Doings of Muqtada al-Sadr

Sarah Price and Nizar Latif report on Muqtada al-Sadr's doings:
Taking advantage of Iraq's instability and the rapidly decreasing faith in Prime Minister Nuri al-Maliki, Moqtada al-Sadr is working to transform his image and raise himself in Iraqis' eyes as a political and spiritual leader.
Contradicting his history of violent sectarianism, the Shiite cleric is trying to present himself as the uniter of all Iraqis at a time of civil strife, and as the defender of Iraqi rights.
When fighting and protests erupted in recent months in Sunni al-Anbar province, he called on all Iraqis to live peacefully with each other – extending the pleas beyond just Sunni, Shi'a and Kurdish Iraqis, to also include Christians and Jews, to whom he pleaded in a video, asking Jews to “come back and help rebuild their homeland.”
Last year, Sadr began to approach Iraq's poorest citizens, making efforts to feed and take care of them, and called on all Iraqis to do the same. But many see this tactic as the most direct way to recruit them and gain their loyalty...
These strategies are politically directed, but not for Sadr himself. He wants to have his party, the Sadr list, which already boasts five ministers and 40 MPs, well represented in parliament – and possibly the prime minister's seat – after this spring's elections. He is exempt from political office himself, as he is a religious leader, but he can still have a great deal of influence on Iraqi politics with his list dominating parliamentary seats.

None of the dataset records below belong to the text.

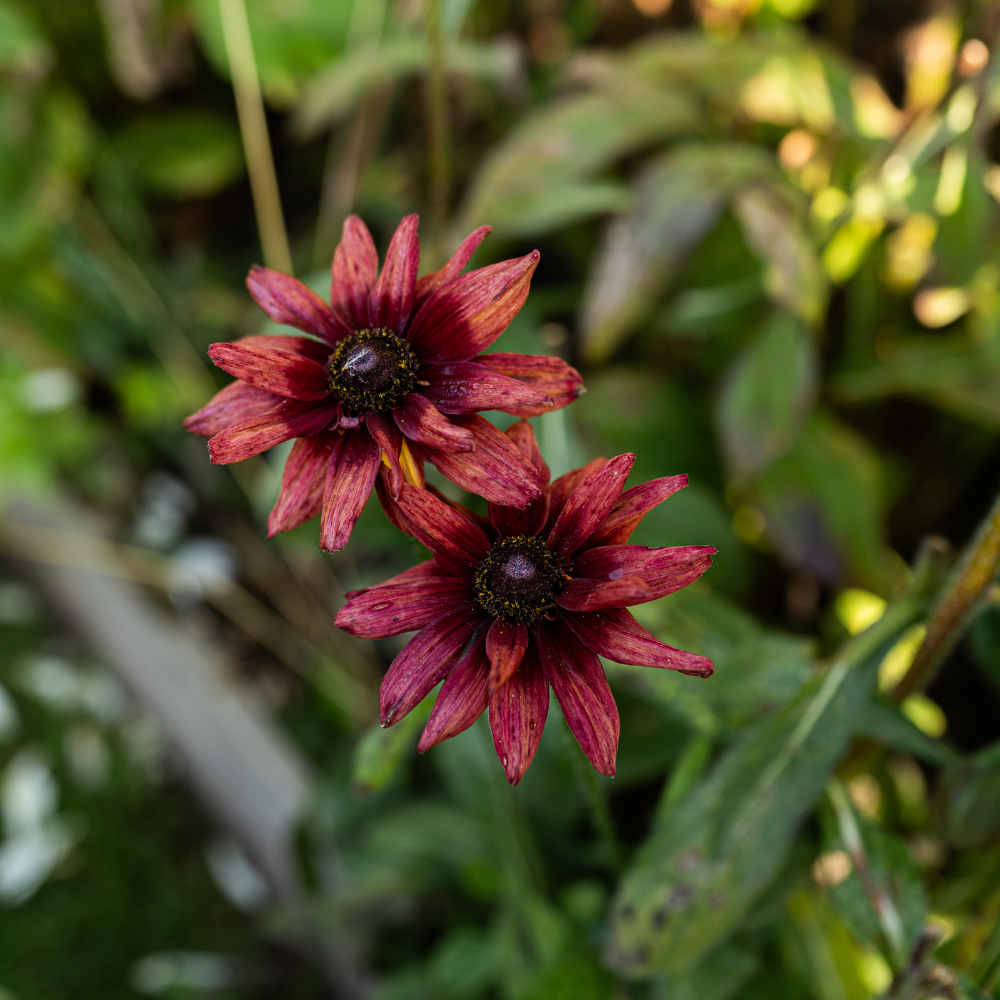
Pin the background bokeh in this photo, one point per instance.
(769, 241)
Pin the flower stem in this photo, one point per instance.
(256, 141)
(955, 606)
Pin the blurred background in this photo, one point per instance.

I don't agree with some of the tone of this article.  Muqtada al-Sadr has always deployed the rhetoric of Iraqi unity and offered material support to the poor.  If he is still seen as solely as Shi'ite leader, as the article implies later, that suggests his image isn't changing.  I'd also point out that this year's elections in Iraq are local, and that parliamentary elections are not due until sometime in 2014, though he undoubtedly hopes his candidates will shine in both.  Still, if he or his preferred candidate does become a plausible alternative to al-Maliki and makes inroads to Sunni leaders, then that could be a significant development in Iraqi politics.